Cost of using Chatgpt(Tokens)

Describe the problem/error/question

Hi! i want to know how i can reduce tokens spend on my ChatGPT, cuz in my workflow it take around 100-150k tokens, which is crazy

What is the error message (if any)?

Please share your workflow

my workflow is validating my text(It's sattelite-operator Formal Letter) which looking in vector stores(there are 2 of them) which contains rules and Case card, they are describing how to find an issue. + Call another workflow(another Data base, which contain a lot of information, full information) 

Share the output returned by the last node

Information on your n8n setup

  • n8n version:
  • Database (default: SQLite):
  • n8n EXECUTIONS_PROCESS setting (default: own, main):
  • Running n8n via (Docker, npm, n8n cloud, desktop app):
  • Operating system:

100-150k tokens per workflow execution is definitely high!

1 Like

Questions to help @Garfield_Gg

  1. What does your workflow do? (e.g., analyze documents, chat, data processing)

  2. How many AI nodes do you have in the workflow?

  3. Are you using chat memory? If yes, what’s the window size?

  4. What model are you using? (GPT-4, GPT-3.5, etc.)

  5. Are you processing items in a loop?

Let me know!

1 Like

Hi @Garfield_Gg, welcome to the n8n community! In almost every case of extreme token usage I’ve helped troubleshoot, the issue wasn’t the model itself, but the amount of context being sent (vector stores + full databases + open-ended prompts). By reducing Top K, filtering data before calling the LLM, and narrowing the prompt scope, it’s common to significantly reduce token consumption per execution. If this doesn’t fully address your question, feel free to share more details about your workflow so we can take a closer look.

Thanks for reply! 1) so, what’s doing my workflow it’s validation and verification a letter( that letter is including information for operator, Conjuction data message, + giving own plans) My workflow analyze text to be sure, that information is correct according to provided CDM_ID. Checking is there any Ambiguous phrase or smth like that(to be sure that Operator B will understand the letter without problem) + it checking rounding of numbers. And also checking, did Operator A give enough information for Operator B to understanding? Smth like that.
2) One AI node
3) yes i am using(window size is 15)
4) I am using GPT-5-mini
5) I don’t know to be fair :melting_face: but i think yes(maybe this is the main problem)

i gave information for John, you can look there
Yeah i want to reduce my token usage by reducing with TOP K, but i have no idea how i could do it. Because if i try to give rules in my vector store. it will still look every rule before he understand. Either i can put some prompt in AI agent already

what i want to add, that chat gpt is using his memory and yourself 3+ times in one input. maybe there is problem?

@Garfield_Gg
Thanks for the extra details, that helps a lot.
The high token usage is very likely caused by three things. A memory window of 15 is usually unnecessary for a validation task and resends a lot of previous context on every run, so I would reduce it to 3 or temporarily disable it to test. Another common issue is the AI node running inside a loop. Even with a single AI node, if it executes once per item, token usage can quickly reach 100k. It is worth checking whether the node runs more than once per letter. Lastly, be careful with the context you send from vector stores and the secondary workflow. Avoid passing full rules or full database content. Limiting Top K and sending only the relevant excerpts usually reduces token usage significantly without affecting accuracy.

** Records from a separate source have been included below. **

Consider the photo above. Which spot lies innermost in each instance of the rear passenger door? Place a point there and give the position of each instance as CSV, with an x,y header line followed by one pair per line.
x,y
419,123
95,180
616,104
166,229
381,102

Thanks for the advice! as i said, my AI is runs 3+ times, i tried to reduce it to 1 or 2. But i have no idea how i could do this, i am trying to avoid, but there is no success. Could you please give more instruction, how i can probably reduce it. Thanks for the patiens!

@Garfield_Gg I usually fix this by controlling the input, not the model. I add a Set or Code node right before it and merge all text and rules into a single field, so it runs only once. Memory is a separate issue, it only increases the context size, so for this use case I reduce the window to 3 or disable it to test. I also keep Top K low, usually 3 to 5, and rely on proper chunking instead of moving all rules into the prompt. With these changes, it normally runs once and token usage drops significantly.

1 Like

Hi @Garfield_Gg Welcome!
As far as i have understood vector stores do not consume that much tokens, here the real problem might be the data base and how the AI Agent is reading information from it, is it getting all rows or fetching everything or just a fraction of what exists inside, fixing your data base handler will reduce your token cost as that is the most token expensive part in the entire workflow, hope this helps.

thanks! now my AI spends 8-10k, maybe 20k sometimes

This topic was automatically closed 7 days after the last reply. New replies are no longer allowed.